Tricks for Photographing Kids and Pets in Natural Light (Video)

Posted: 10 May 2014 11:20 AM PDT

When it comes to photographing children and animals in a natural setting, getting the perfect shot can be tricky. You have to be able to match the children’s energy and effectively capture the kids, the light, and the scene to portray that energy and the feeling of just being a kid.

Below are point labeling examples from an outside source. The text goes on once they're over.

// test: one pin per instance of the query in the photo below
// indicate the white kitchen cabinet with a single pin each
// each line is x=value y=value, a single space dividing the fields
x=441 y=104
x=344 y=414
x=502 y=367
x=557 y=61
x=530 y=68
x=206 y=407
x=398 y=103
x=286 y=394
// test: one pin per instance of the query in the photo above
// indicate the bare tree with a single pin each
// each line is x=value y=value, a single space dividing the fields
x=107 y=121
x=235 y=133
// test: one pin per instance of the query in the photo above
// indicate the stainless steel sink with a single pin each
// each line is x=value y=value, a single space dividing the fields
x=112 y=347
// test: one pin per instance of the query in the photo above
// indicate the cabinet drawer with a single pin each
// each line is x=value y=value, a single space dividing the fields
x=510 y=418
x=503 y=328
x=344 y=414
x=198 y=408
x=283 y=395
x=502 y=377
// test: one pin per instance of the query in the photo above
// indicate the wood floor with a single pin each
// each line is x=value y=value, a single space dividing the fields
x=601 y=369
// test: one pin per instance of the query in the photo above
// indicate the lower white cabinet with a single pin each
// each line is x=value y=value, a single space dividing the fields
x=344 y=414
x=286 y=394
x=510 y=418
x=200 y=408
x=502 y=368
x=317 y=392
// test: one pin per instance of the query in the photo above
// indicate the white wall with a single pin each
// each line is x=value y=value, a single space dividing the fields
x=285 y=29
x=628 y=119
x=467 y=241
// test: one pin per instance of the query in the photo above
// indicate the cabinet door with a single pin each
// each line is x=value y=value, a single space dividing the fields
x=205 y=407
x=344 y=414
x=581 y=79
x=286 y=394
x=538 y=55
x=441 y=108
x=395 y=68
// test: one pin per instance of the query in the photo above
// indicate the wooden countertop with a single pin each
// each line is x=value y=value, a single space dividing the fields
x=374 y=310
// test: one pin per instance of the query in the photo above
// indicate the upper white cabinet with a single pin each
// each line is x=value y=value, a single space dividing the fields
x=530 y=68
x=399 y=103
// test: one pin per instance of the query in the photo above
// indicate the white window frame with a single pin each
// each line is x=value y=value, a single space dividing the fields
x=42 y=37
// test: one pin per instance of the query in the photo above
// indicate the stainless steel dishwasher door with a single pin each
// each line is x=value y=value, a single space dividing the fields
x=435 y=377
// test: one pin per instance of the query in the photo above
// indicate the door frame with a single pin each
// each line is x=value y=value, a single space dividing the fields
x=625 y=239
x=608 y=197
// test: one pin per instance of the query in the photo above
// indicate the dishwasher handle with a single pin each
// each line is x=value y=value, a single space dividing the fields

Nikon professional photographer Tamara Lackey leads us behind the scenes of a photo shoot with three playful, energetic children and their dog in a busy, loud park:

The Challenges of Photographing with Children and Pets

With all the outside noises of traffic, construction, and trains, Lackey has to make the extra effort to connect and interact with the children.

In addition to the noise and distraction, she has a few more challenges:

  • Responding to each child’s unique personality individually, as well as a group
  • Shooting dynamic, fast moving subjects
  • Getting great candid images using natural light

Camera Gear

Lackey uses a Nikon D610 and 24-70 mm f/2.8 lens. She says the camera is perfect for shooting the quick moving kids and dog—it’s fast moving and lightweight. She takes advantage of the beautiful, sunny day by using natural backlighting and sunwashed flare to get playful, happy images.

children playing photo

It’s important to maintain control of the shoot, while still managing to keep the kids enthusiastic. The main thing to keep in mind while photographing children is that, above all else, it has to be fun!

Go to full article: Tricks for Photographing Kids and Pets in Natural Light (Video)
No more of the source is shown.